It should be a simple matter to calculate the compliance date, by adding three business days after the date of the notice.47 However, careful attention should be paid to the requirement to exclude “legal holidays.” Section 83.43(13) defines legal holidays as those holidays that are observed by the clerk of court.48 Thus, the calculation of the proper compliance date will necessarily require a review of the holidays as declared by the clerk of the county in which the property is located. Some of those may be more obscure and could render a notice defective to the uninformed. For instance, the clerk in Monroe County declared General Election Day (November 3, 2015) as a legal holiday. In contrast, none of the clerks of Miami-Dade, Broward, or Hillsborough counties included General Election Day in their list of holidays. Prudent landlords and tenants will check the clerk’s list of holidays before evaluating the effectiveness of the stated compliance date.
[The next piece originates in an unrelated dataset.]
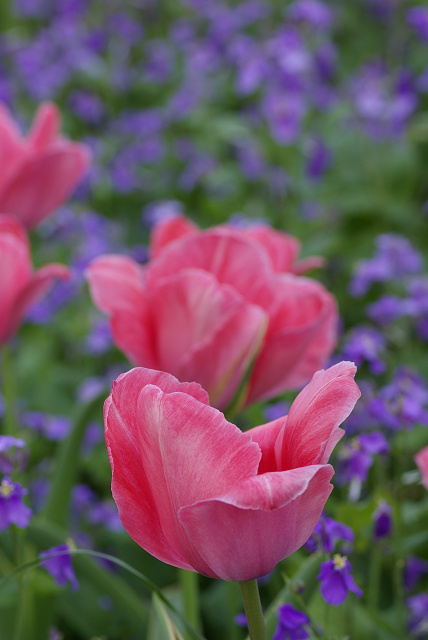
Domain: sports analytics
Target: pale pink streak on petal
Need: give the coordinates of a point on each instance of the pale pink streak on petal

The courts have held that Rule 1.090(e) will apply to three specific situations, requiring that five days, excluding Saturday, Sunday, and legal holidays,49 be added to the compliance date. The first situation is where the landlord mails the three-day notice to the tenant.50 The second situation occurs when the place to pay the stated rent or deliver the keys to the landlord is stated in the three-day notice as a post office box instead of a physical address.51 In that situation, one court has observed that “it is impossible to deliver rent to a post office box, as it must be mailed.”52 The third situation occurs when the notice demands payment in a city in a different county than the one in which the rental property is located.53
It would be premature for a landlord to file an eviction complaint until after the compliance date, thereby requiring dismissal.54 If a written lease provides a time for notice to the tenant with the right to cure, then such notice must be provided to the tenant in addition to the statutory notice and included in the eviction complaint to avoid a dismissal.55
Address and Telephone Number
The statute requires in two places that the landlord include an address. In the body of the statute a statement appears that the address of the leased premises, including the county in which it is located, must be stated in the three-day notice. The statutory form also requires inclusion of the landlord’s name, address, and telephone number at the end of the notice.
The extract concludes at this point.